Life After Hadoop: Getting Data Science to Work for Your Business

Five essential ingredients to scaling data science

Josh Patterson
Towards Data Science
9 min readAug 6, 2019

--

By Josh Patterson and Jim Scott

Data science can have transformative effects on a business. But not if it takes weeks to get any results.

Putting data science to work can be simplified into three steps. First, capture data from your business processes. Second, combine this big data with massive processing to create machine learning models. Third, validate the models for accuracy and deploy them.

This almost makes it sound easy, but to date it’s been anything but. Traditional approaches like Apache Hadoop and CPU-based infrastructure aren’t up to the task — they pose too many bottlenecks and are too slow.

NVIDIA and its partners are building GPU-based tools that let businesses unleash data science using AI. Below are five key elements to building AI-optimized data centers, but first let’s take a look at the crossroads data science is at.

The Trouble with Big Data

Data scientists implementing machine learning need three things: algorithms, lots of data, and lots of compute power. They require terabytes of data, petaflops of compute, and hundreds of iterative learning cycles to create a machine learning data pipeline.

Big data was initially built on Hadoop because it scaled easily. This allowed tremendous amounts of data to be stored. To process this data, software frameworks such as MapReduce were used with Hadoop across large clusters.

However, common data processing tasks associated with machine learning have many steps (data pipelines), which Hadoop couldn’t handle efficiently. Apache Spark solved this problem by holding all the data in system memory, which allowed more flexible and complex data pipelines, but introduced new bottlenecks.

The many steps of these pipelines include gathering, cleaning, standardizing and enriching data. But processing these complicated workflows using only CPUs is prohibitively slow.
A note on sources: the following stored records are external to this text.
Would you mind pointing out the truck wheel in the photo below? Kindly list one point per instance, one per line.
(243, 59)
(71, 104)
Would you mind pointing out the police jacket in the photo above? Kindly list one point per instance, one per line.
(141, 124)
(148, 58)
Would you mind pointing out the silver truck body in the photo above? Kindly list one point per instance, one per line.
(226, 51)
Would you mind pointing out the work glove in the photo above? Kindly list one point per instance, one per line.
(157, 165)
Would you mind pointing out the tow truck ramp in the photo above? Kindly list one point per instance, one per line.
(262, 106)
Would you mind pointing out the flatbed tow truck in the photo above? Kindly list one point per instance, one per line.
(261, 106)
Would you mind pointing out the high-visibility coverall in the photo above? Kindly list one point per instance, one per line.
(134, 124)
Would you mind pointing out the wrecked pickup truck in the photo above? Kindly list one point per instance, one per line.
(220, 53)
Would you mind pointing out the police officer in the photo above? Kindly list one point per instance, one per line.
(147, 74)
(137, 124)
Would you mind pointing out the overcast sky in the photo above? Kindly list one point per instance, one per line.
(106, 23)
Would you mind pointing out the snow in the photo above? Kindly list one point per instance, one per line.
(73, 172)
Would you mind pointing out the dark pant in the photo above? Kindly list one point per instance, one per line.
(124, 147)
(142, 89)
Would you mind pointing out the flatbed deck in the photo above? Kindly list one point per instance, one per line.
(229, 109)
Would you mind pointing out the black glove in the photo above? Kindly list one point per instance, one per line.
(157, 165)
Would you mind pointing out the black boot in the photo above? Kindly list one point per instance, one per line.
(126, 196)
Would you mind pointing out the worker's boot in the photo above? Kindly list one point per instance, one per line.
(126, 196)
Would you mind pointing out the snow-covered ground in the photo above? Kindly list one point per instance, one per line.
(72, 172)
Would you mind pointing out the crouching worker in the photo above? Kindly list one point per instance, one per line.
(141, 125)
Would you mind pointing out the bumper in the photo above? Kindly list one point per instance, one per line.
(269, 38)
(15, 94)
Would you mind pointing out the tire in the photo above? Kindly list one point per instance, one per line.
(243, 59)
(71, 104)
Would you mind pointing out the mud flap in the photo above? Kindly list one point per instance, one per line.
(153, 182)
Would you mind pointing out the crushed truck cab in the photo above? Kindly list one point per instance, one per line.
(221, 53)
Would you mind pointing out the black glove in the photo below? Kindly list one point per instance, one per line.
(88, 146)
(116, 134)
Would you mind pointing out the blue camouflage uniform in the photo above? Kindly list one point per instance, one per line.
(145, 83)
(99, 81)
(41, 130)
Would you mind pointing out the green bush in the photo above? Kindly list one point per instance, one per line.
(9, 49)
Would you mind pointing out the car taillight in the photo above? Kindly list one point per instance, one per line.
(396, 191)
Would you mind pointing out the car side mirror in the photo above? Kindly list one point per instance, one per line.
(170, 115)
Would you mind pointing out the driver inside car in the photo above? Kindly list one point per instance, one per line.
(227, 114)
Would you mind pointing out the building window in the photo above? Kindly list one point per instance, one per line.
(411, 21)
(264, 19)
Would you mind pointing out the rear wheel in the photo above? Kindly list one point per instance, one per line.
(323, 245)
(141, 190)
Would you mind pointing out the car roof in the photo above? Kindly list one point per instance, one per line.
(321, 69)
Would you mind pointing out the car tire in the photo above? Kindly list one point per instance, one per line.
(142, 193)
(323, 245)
Analyzing even a few hundred gigabytes of data could take hours if not days on Spark clusters with hundreds of CPU nodes. Now consider processing the terabytes of data that big data is known for, and a data scientist could be forgiven for thinking the process had ground to a halt.
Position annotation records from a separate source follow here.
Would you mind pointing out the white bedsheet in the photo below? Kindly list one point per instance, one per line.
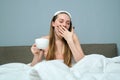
(91, 67)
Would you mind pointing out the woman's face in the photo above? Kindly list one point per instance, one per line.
(62, 20)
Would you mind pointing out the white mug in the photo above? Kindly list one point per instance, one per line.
(41, 43)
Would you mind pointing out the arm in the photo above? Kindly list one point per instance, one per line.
(75, 47)
(37, 55)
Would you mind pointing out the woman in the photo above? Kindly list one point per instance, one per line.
(63, 42)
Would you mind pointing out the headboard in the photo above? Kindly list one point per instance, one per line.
(23, 53)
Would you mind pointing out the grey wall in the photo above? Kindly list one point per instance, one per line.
(95, 21)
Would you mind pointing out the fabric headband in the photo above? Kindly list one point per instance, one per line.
(56, 13)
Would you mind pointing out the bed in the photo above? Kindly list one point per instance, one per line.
(14, 63)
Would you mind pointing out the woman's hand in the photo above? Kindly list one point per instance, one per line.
(65, 33)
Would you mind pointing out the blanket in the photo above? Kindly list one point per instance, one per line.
(91, 67)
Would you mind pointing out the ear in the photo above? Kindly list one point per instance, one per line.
(53, 24)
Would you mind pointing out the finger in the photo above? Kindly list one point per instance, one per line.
(72, 29)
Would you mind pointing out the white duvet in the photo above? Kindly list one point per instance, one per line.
(91, 67)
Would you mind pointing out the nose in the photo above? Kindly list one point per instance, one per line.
(64, 25)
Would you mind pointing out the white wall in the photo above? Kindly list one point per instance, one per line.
(95, 21)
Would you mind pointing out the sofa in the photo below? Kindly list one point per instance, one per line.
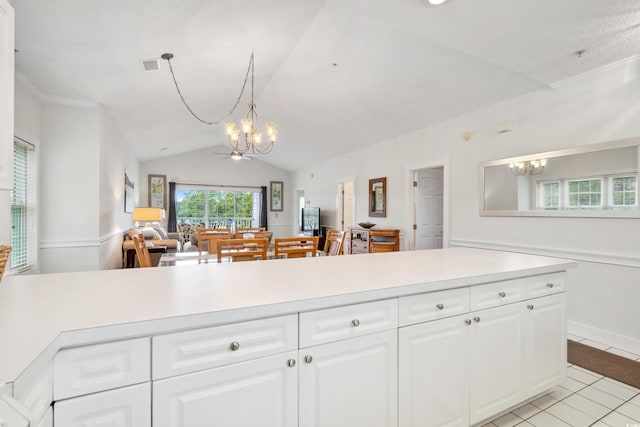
(173, 242)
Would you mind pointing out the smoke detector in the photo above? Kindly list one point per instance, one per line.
(150, 64)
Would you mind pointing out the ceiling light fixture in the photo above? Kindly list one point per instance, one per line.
(252, 141)
(533, 167)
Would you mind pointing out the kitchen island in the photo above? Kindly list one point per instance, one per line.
(402, 338)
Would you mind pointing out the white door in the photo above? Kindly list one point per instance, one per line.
(546, 343)
(433, 378)
(121, 407)
(6, 94)
(497, 352)
(261, 392)
(350, 383)
(429, 213)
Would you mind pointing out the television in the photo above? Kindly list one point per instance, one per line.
(311, 221)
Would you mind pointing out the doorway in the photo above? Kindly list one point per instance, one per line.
(346, 205)
(428, 208)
And this doesn’t even get at the real work a data scientist wants to perform. While a single run of a workflow is taking a few hours to complete, data scientists in the meantime want to modify variables, models, and model parameters to select the best combinations and iterate their ideas.

Workflows have many iterations of transforming Raw Data into Training Data, which gets fed into many algorithms combinations, which undergo hyperparameter tuning to find the right combinations of models, model parameters, and data features for optimal accuracy and performance.
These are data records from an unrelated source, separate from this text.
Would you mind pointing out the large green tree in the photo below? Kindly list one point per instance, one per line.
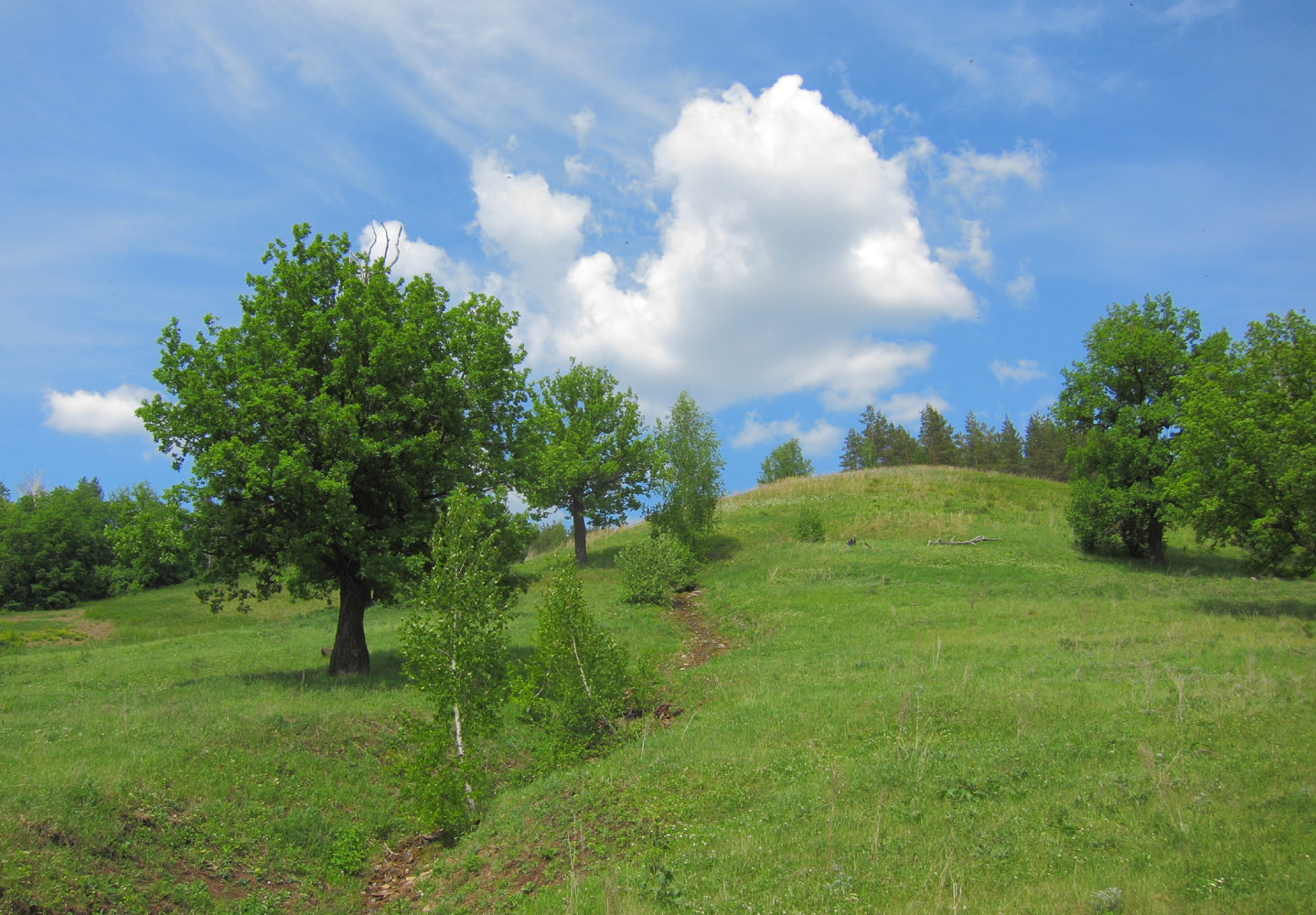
(584, 447)
(1246, 471)
(1124, 402)
(53, 548)
(689, 480)
(786, 459)
(326, 429)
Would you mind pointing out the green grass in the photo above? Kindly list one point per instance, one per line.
(1010, 727)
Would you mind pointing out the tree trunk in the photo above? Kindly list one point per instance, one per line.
(350, 654)
(578, 531)
(1156, 542)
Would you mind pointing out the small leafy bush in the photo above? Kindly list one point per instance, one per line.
(654, 567)
(349, 851)
(808, 525)
(577, 683)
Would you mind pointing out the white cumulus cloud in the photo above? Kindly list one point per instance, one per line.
(93, 414)
(818, 438)
(787, 246)
(1020, 371)
(974, 254)
(977, 174)
(1022, 287)
(539, 230)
The New Era of Data Science

To iterate quickly, data scientists need more compute power. In fact, what they need is supercomputing power, but in a way that enterprises can easily integrate into existing infrastructure. Old style data centers just aren’t going to get it done.

GPUs can accelerate many steps of their data pipelines. While adding GPUs to data centers provides a benefit, it’s not enough.

To tap the potential of data science, GPUs have to be at the center of data center design. Generally speaking, data science workflows on GPUs are roughly 10x faster end to end than on CPUs.

We’ve been working with our partners to create the essential building blocks to address bottlenecks in data centers for data science. There are five elements of the optimized AI data center:

Compute Nodes

With their tremendous computational performance, systems with NVIDIA GPUs are the core compute building block for AI data centers. From NVIDIA T4 to V100, NVIDIA enterprise GPUs supercharge servers across numerous applications.

We’ve seen a 10x-plus improvement in streaming analytic applications by adding a single T4 per node. Elsewhere, we’ve seen 1,000x improvements in graph analytics with V100 GPUs connected with NVSwitch in our DGX systems.

NVIDIA DGX systems deliver groundbreaking AI performance and lead the charge in GPU density with eight and 16 GPUs in a single node. A single DGX-1 can replace on average 50 dual-socket CPU servers. This is the first step to give data scientists the industry’s most powerful tools for data exploration.

Networking

The story doesn’t stop at scaling up from CPUs to T4 and DGX systems. With massive data that enterprises commonly collect, data scientists also have to scale out. Most data centers today use 10 or 25 GbE networking because there’s almost no benefit from using anything faster. In traditional systems GPUs communicate through standard networking. Once data has to cross nodes, the bottleneck is the CPU and network.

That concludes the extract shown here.